Did you know that for over a decade more than 80 Erasmus+ projects have been working on making the Bologna process a reality? ​

For about 25 years, 49 countries inside and outside the EU have been working to bring their higher education systems closer to each other. How? By putting in place:

  • the three-cycle structure – Bachelor’s, Master’s and Doctoral studies;
  • mechanisms for mutual and more automatic recognition of diplomas and qualifications;
  • measures to ensure the quality of their higher education systems. ​

With a high number of students and graduates moving abroad for their studies, these steps contribute to making the European Higher Education Area (EHEA) stronger and better.
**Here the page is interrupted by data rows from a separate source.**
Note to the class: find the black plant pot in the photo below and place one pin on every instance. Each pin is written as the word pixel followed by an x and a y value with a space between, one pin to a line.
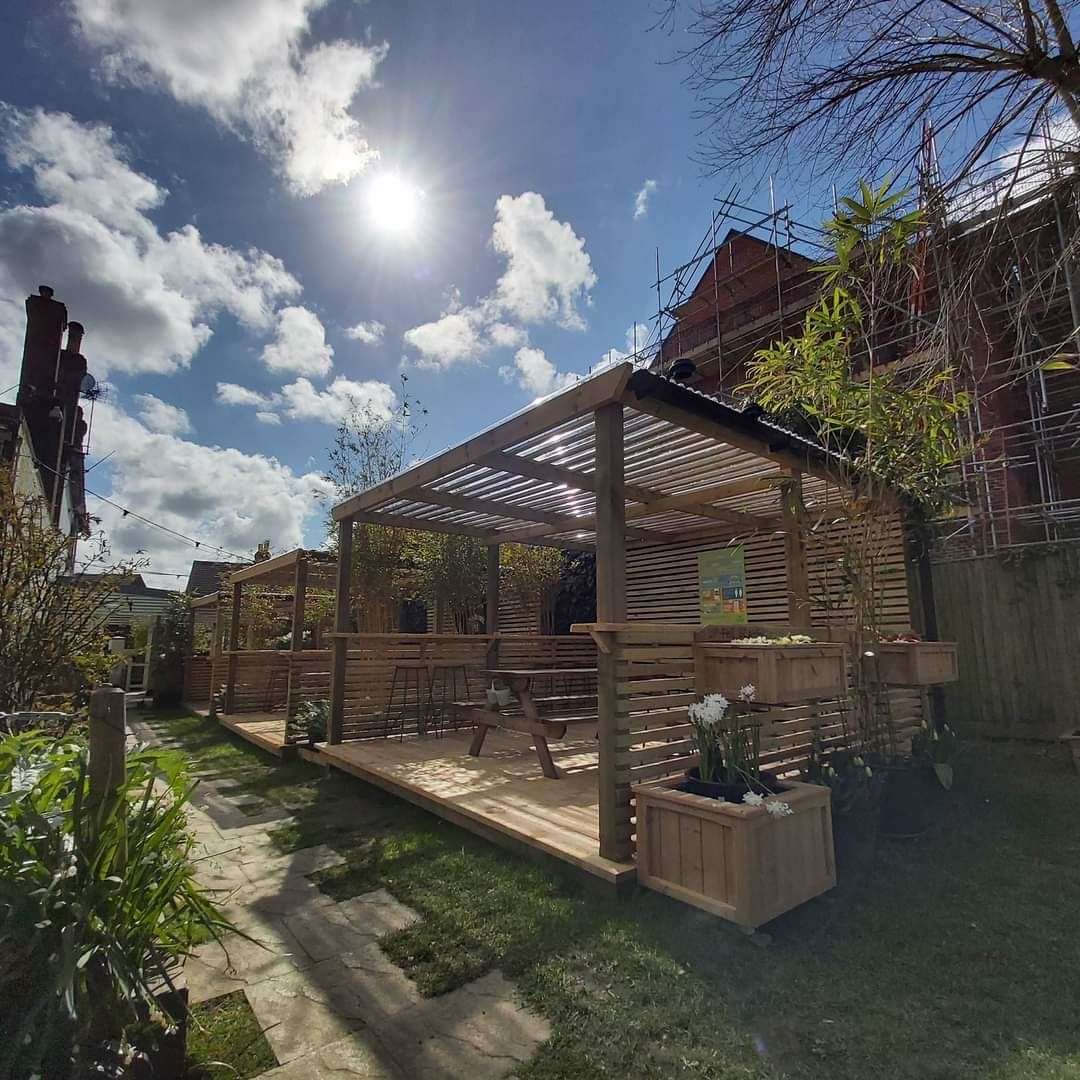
pixel 730 793
pixel 910 800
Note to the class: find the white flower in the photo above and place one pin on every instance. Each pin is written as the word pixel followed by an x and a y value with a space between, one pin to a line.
pixel 709 712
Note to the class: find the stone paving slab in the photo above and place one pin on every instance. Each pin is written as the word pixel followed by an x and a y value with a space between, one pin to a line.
pixel 331 1001
pixel 296 1015
pixel 352 1056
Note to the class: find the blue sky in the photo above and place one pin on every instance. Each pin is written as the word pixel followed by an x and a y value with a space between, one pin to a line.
pixel 194 180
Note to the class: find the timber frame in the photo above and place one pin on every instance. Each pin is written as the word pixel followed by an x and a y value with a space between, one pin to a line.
pixel 623 458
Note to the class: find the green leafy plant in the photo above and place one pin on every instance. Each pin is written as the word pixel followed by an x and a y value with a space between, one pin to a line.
pixel 97 901
pixel 312 718
pixel 940 747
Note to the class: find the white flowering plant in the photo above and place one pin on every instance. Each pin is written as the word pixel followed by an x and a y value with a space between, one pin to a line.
pixel 782 639
pixel 727 753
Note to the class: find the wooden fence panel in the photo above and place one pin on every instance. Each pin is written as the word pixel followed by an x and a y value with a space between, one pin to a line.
pixel 198 679
pixel 1014 621
pixel 655 686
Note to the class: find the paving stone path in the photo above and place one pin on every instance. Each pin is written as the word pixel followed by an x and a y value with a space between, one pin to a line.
pixel 328 998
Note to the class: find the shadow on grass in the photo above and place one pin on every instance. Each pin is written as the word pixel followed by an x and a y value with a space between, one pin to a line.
pixel 958 956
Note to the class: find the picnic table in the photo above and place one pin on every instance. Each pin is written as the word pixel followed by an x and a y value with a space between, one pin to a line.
pixel 520 682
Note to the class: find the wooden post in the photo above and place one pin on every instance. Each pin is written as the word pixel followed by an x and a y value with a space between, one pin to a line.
pixel 108 729
pixel 340 653
pixel 189 650
pixel 299 599
pixel 491 618
pixel 610 607
pixel 795 556
pixel 230 683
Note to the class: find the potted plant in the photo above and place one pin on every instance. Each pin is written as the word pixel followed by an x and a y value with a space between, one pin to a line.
pixel 314 717
pixel 1072 744
pixel 784 670
pixel 748 858
pixel 912 798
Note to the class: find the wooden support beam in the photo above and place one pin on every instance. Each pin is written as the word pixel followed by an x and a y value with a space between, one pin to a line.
pixel 299 601
pixel 689 421
pixel 490 507
pixel 491 593
pixel 792 513
pixel 339 655
pixel 423 525
pixel 577 401
pixel 610 607
pixel 230 682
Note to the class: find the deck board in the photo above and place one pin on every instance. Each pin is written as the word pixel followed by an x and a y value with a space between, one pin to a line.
pixel 500 795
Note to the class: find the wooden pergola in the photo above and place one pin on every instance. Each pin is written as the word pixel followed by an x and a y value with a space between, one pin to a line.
pixel 623 458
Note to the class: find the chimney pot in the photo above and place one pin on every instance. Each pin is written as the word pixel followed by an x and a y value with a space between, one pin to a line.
pixel 76 331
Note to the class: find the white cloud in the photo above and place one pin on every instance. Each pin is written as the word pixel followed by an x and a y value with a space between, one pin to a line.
pixel 161 417
pixel 332 405
pixel 642 199
pixel 505 336
pixel 230 393
pixel 217 495
pixel 369 333
pixel 299 343
pixel 250 65
pixel 149 299
pixel 548 270
pixel 547 278
pixel 455 337
pixel 636 347
pixel 535 373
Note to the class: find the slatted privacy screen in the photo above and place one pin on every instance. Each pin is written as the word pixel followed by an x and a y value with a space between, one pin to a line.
pixel 655 685
pixel 261 680
pixel 198 680
pixel 663 585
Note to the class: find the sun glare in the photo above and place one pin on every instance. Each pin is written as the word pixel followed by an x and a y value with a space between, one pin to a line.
pixel 394 202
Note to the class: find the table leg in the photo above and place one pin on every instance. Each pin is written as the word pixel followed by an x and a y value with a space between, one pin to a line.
pixel 544 754
pixel 478 736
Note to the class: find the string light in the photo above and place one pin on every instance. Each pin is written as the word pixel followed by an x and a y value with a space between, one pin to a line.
pixel 149 521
Erasmus+ has been supporting this process through grants offered to identified beneficiaries (mostly education ministries) amounting to about EUR 35 million for the 2014-2025 period.

As we get closer to the next Ministerial Conference on the Bologna process (planned for May/June 2024), it’s important to assess what has been achieved by the previous generations of EHEA projects over the past 5 years.

This is why EACEA and EAC held a cluster meeting on 20 and 21 June 2023. The aim of the meeting was to assess the impact of 40 EHEA projects selected in 2018, 2019 and 2021. It focused on key implementation areas of the Bologna process, i.e. quality assurance and automatic recognition; better alignment of the National Qualifications Frameworks; the introduction of more flexible learning paths (e.g. micro-credentials); as well as the importance of upholding EU fundamental values in higher education. In addition, the event showcased the impact of the Bologna process on the higher education systems of Ukraine and Kazakhstan. The synergies with other actions funded under Erasmus+ were further highlighted (e.g. National Academic Recognition Information Centres and the European Universities Alliances).

Overall, the event demonstrated the added value of EU support for the Bologna process. It showed the tangible results produced by the EHEA projects, with high impact at institutional, national and European levels. The lively discussions, the exchanges and the networking among beneficiaries were highly appreciated and made this event a success. A report with the conclusions of the event will be published as a follow-up.